THE YORKSHIRE POST

Leeds, Yorkshire, England

6 April 1910

(page 5)

 

MISCELLANEOUS PUBLICATIONS.

 

 

“Equinox” is said to have been translated by an ingenious young scholar as “night-mare,” and the scoffer might incline to think the equivalent appropriate when viewing “The Equinox” (London, Simpkin, Marshall, Hamilton, Kent, and Co., 5s.). It is a periodical which appears twice a year—at the vernal and autumnal solstice, and it may be remembered that last month the Rosicrucians attempted by action at law to prevent the appearance of the present volume on the ground that it disclosed secrets of their society which Mr. Aleister Crowley, the editor of “The Equinox,” had undertaken, before the severance of his connection with the society, to keep for ever inviolate.

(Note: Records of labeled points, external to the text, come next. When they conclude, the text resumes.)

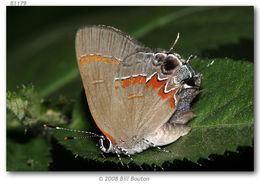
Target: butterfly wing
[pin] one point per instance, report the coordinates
(100, 50)
(142, 105)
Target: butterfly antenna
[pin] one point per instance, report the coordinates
(176, 40)
(190, 58)
(77, 138)
(208, 65)
(72, 130)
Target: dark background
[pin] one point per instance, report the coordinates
(40, 50)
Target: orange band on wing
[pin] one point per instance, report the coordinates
(155, 82)
(92, 58)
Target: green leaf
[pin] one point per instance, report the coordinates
(29, 109)
(31, 156)
(225, 118)
(45, 44)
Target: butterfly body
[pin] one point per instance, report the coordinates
(133, 93)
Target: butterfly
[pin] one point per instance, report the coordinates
(138, 98)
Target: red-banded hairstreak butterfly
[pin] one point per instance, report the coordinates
(137, 97)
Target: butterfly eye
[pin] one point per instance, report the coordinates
(158, 60)
(170, 63)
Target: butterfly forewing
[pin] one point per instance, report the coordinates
(100, 50)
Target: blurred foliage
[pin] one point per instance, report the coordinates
(40, 51)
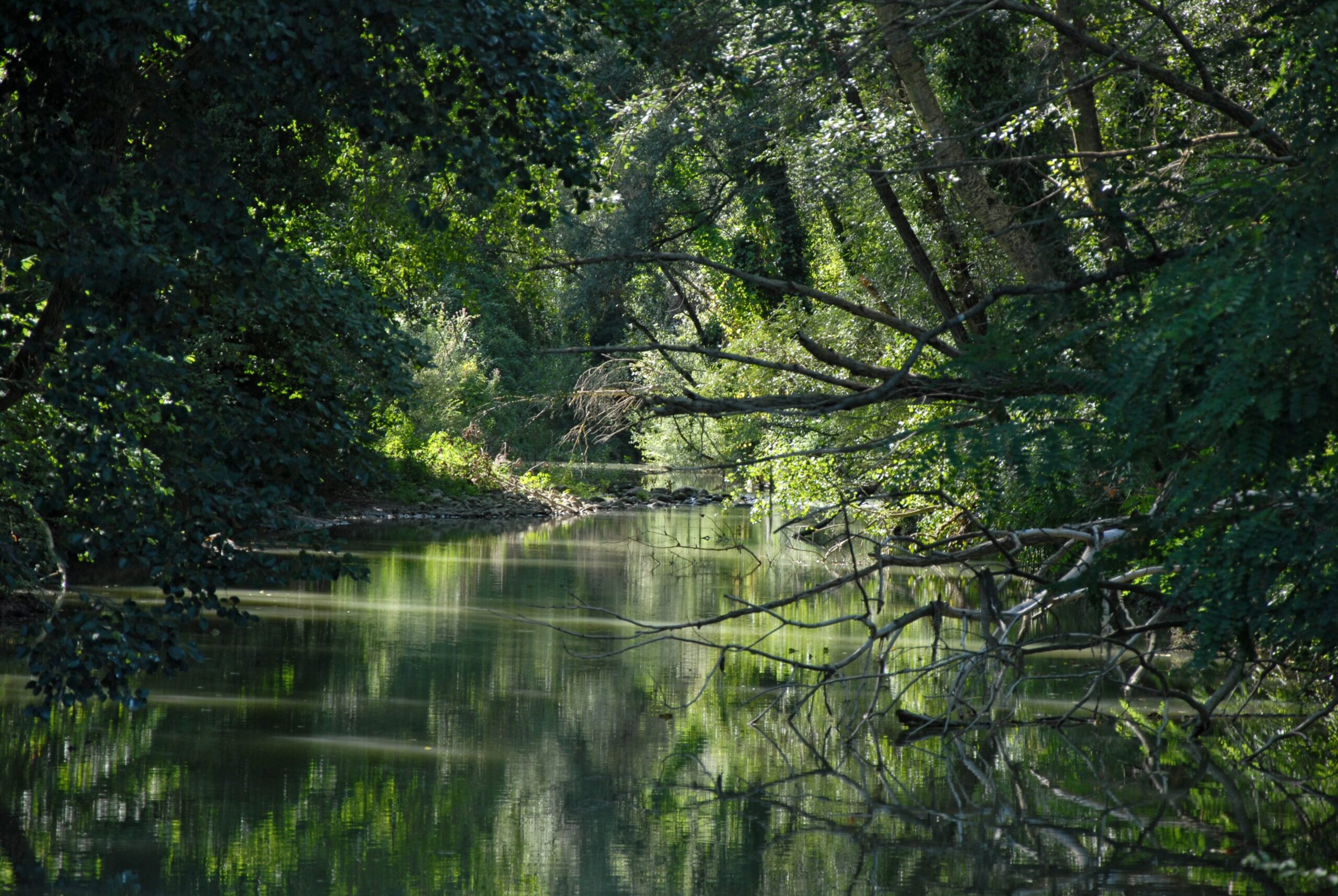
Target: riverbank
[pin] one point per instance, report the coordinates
(518, 501)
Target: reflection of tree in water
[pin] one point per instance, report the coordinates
(552, 775)
(1037, 809)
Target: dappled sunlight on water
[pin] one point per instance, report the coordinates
(410, 736)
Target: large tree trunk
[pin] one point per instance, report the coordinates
(977, 196)
(1087, 135)
(883, 188)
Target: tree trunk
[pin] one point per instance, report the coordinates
(883, 188)
(1087, 135)
(980, 198)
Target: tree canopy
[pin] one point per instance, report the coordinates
(1043, 288)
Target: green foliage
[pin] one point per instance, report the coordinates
(189, 352)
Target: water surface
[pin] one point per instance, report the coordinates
(410, 736)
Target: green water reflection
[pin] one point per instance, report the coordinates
(407, 736)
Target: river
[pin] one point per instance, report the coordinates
(412, 734)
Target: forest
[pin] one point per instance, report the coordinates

The action failed, and the present number therefore may be presumed to contain very valuable matter for those whom it may concern. Mr. Crowley is known as a poet, and there is much poetry in this volume, though all of an eccentric and fantastic sort. The eccentricities extend even to Mr. George Raffalovich's wonderful murder story, “The Brighton Mystery,” recalling a portion of Dostoievsky’s realistic novel “Crime and Punishment.”